California syrah has been much maligned, often justifiably.
The grape arrived in a big way beginning in the 1990s. It was intended to be the next merlot, a wine with an easy, wide appeal. Yet as the popularity of merlot nose-dived, syrah never could replace it.
Partly, it was because much California syrah was planted in the wrong places, areas that were too warm. The result was often generic red wine with none of the savory, feral characteristics that make syrah wines from the Northern Rhône Valley of France so distinctive and wonderful.

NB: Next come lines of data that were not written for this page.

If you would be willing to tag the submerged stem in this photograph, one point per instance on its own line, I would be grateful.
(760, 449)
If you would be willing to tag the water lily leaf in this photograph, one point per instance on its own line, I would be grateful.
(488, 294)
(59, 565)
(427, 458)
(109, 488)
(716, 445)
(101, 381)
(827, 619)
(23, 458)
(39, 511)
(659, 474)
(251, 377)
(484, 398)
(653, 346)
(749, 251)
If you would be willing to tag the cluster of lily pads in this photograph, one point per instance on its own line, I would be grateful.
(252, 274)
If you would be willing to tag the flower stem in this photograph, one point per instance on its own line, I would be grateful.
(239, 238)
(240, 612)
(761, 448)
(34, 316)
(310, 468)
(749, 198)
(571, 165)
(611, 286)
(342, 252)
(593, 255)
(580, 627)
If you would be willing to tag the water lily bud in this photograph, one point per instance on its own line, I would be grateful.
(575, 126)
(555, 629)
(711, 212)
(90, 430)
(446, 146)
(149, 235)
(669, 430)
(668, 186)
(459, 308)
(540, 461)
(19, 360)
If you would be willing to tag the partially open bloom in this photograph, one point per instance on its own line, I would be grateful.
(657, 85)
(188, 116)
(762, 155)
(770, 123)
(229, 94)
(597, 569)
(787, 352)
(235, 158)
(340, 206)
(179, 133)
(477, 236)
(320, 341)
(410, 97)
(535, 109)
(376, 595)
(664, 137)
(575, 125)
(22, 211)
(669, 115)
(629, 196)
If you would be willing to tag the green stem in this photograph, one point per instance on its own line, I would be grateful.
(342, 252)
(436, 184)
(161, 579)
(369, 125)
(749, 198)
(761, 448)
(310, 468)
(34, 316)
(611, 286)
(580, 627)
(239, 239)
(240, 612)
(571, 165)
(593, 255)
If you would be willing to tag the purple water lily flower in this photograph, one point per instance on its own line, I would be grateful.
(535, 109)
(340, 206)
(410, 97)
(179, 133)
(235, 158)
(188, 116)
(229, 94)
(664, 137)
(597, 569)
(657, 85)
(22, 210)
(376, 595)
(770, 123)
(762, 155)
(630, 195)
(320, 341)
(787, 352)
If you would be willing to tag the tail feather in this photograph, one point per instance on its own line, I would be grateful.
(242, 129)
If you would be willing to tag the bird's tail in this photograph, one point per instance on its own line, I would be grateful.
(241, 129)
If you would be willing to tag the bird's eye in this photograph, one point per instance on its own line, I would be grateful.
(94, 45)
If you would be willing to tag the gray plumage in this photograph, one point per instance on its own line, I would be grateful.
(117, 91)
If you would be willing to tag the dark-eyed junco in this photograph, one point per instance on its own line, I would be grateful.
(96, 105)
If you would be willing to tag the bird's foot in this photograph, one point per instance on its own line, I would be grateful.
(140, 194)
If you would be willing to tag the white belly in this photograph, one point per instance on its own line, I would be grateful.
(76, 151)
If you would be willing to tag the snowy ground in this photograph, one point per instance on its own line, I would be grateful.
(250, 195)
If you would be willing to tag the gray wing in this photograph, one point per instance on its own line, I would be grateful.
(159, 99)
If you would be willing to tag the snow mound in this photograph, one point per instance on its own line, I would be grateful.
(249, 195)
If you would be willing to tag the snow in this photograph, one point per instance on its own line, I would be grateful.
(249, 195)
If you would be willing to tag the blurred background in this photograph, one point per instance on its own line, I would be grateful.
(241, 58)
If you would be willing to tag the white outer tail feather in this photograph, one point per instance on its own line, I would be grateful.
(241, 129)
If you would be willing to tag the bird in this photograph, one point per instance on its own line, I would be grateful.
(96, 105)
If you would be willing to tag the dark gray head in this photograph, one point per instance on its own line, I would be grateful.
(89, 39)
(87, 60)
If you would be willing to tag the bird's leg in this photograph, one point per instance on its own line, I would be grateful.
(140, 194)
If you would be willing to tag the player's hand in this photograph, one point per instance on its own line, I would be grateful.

Syrah, as Randall Grahm of Bonny Doon Vineyards put it in 2010, “appears to have crashed and burned in this country.”
As I am inevitably drawn to syrah in the cold weather, I thought it would be interesting to check in with California syrahs 10 years or so after their nadir. Here are the three bottles I suggest:
Stolpman Vineyards Ballard Canyon Estate Grown Syrah 2016 $28
The Ojai Vineyard Santa Barbara County Syrah 2016 $33
Arnot-Roberts Sonoma Coast Syrah 2015 $45
As is so often the case, these wines are made in relatively small quantities. You could also try other cuvées from these labels, different vintages or other producers entirely. For other California syrahs, I recommend La Clarine Farm, Pax, Failla, Lagier Meredith, Bedrock, Peay, Sandlands, Enfield, Qupé, Bonny Doon and Alban.
One of the reasons I love syrah wines is how well they go with many different sorts of foods. Syrah and a roast chicken is a wonderful combination. It will go with all sorts of red meat dishes, whether burgers, steaks or stews, as well as bean dishes and poultry. Experiment and see what you think.